BOSTON (TheStreet) -- David Sobek, political scientist, amateur biotech investor and widely followed Twitter commentator (@dsobek) writes that Exelixis (EXEL) is an under-appreciated and under-valued biotech stock, particularly given some updates on the prostate cancer drug cabozantinib expected at the American Society of Clinical Oncology (ASCO) annual meeting in June.
"[Exelixis] represents both a long-term value play and has a good chance to surprise investors with their data presentations at ASCO," writes Sobek at Seeking Alpha.
I appreciate Sobek's perspective on Exelixis but told him (via Twitter) that he's fighting against Wall Street biotech investors and their generally dim view of cabozantinib's potential. That makes it tough for Exelixis bulls like Sobek to win.

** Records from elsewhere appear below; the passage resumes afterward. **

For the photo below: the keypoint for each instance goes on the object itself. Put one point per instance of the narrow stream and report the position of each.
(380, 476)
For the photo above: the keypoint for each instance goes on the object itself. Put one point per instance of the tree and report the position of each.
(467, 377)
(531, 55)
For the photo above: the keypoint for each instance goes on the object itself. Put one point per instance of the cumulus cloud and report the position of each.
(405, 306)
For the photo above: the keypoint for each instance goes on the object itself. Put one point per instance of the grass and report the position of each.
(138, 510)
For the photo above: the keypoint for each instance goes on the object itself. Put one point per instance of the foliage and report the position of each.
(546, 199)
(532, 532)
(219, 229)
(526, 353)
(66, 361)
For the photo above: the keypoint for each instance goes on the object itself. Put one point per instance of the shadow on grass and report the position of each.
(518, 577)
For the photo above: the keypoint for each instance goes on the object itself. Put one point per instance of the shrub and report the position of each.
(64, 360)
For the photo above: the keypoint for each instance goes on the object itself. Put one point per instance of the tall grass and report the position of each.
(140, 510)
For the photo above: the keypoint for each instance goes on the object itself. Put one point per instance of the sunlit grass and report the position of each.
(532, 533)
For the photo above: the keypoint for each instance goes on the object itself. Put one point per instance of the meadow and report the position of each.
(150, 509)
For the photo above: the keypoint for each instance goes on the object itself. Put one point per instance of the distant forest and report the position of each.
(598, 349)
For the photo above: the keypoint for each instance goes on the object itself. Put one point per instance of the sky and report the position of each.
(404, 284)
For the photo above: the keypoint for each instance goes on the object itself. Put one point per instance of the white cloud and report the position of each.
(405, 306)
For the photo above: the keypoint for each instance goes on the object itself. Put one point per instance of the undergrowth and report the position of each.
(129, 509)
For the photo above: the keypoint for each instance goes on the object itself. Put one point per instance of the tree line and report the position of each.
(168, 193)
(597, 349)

Exelixis shares were trading around $12 in the run up to last year's ASCO meeting but have since slumped to less than $5. To help explain why Exelixis has fallen and isn't getting up anytime soon (say the bears), I've asked a veteran Wall Street biotech investor -- and a longtime source -- to lay out his negative thesis for cabozantinib in this week's Biotech Stock Mailbag. His job prevents him from going on the record, so let's just call him Bio-investor X. And while he's not short Exelixis, you can assume that he's in the short-selling camp on this stock.Remember, every stock -- biotechs included -- has a bull and bear thesis. You can't make an informed investing decision without knowing what the other side thinks. As background, Exelixis is conducting two phase III studies of cabozantinib ("cabo" for short) in advanced prostate cancer. The company's plan is to use data from both studies to seek regulatory approval. Study 306 is designed to assess durable pain reduction, currently enrolling prostate cancer patients with progressive disease (bone pain) after treatment with Taxotere and either Johnson & Johnson's (JNJ) Zytiga or Medivation's (MDVN) MDV3100 . The study's targeted enrollment is 236 patients who are randomized 1:1 to receive either cabo or mitoxantrone/prednisone. Study 307 is the survival trial and will enroll the same type of prostate cancer patient (post Taxotere and either Zytiga or MDV3100), randomized 2:1 to receive either cabo or prednisone. Target enrollment is 960 patients. An interim analysis of survival will be conducted after 387 deaths, a final analysis at 578 deaths.